WCP professors Joseph Dorsey and Muriel Blaisdell (far left and far right, in picture at left) team-teach this course, "Colonialism and Neocolonialism -- Cases from Africa and South America," with Muriel taking the lead for the South America unit, Joseph developing materials on Africa. They usually alternate periods in their shared Peabody classroom, but here they joined forces to set up a textile exhibit. Muriel is wearing a dress from Senegal; Joseph acquired most of the articles on the table during his time as a Peace Corps volunteer in the Ivory Coast.



Old window in a new home, these two stained-glass panels that graced the Alumnae Hall gallery in bygone days are now admired by visitors to Miami’s brand-new Child Development Center.

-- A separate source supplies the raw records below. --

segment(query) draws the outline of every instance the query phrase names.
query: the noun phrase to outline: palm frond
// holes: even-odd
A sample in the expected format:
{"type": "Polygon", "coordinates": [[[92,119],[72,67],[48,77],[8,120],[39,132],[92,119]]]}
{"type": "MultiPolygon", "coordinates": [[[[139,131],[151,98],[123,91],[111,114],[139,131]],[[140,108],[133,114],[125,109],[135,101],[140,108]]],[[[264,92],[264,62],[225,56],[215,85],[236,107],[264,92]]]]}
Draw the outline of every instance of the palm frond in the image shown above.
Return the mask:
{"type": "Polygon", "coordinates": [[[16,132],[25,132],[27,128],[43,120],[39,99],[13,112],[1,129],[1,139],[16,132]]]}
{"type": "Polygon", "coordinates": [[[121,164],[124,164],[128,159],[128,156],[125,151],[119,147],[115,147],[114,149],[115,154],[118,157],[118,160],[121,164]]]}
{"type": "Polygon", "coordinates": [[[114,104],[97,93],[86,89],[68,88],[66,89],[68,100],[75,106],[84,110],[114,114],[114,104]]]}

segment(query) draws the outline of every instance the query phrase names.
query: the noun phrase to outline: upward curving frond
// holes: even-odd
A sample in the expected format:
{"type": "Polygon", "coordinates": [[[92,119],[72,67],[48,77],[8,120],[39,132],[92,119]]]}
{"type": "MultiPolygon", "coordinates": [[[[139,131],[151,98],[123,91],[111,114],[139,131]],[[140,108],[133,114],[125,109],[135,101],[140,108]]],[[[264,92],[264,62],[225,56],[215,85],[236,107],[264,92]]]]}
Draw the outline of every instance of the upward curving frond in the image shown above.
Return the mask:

The Rococo Revival window was originally given to the college by the Rev. Mark Williams in 1899, in memory of his wife, Isabella Riggs Williams, Class of 1861, and eldest daughter, Henrietta Williams, Class of 1886. The state-of-the-art facility, serving children of Miami faculty and staff, is located along Western Drive -- on the old hockey field and tennis court site just north of Thomson Hall.


After "tryouts" at Ernst, the Miami Children's Theatre Troupe took theatre professor Howard Blanning's original play, The Vocabulary Thief, on the road. Here they are in Seoul, Korea, inviting the audience onto the stage to help "strike the set." Next date? Possibly, St. Petersburg, Russia! Then it will be back to Oxford and the Troupe's official home, Ernst Nature Theatre -- where Shakespeare is equally at home. Just days into the fall semester, "Western Night at Ernst" brought together several alumnae and friends of Western to have dinner at Clawson before a lively performance of As You Like It. The MU Department of Theatre's four-day run of Shakespeare in the Nature Theatre has become a much-anticipated annual event for university and town.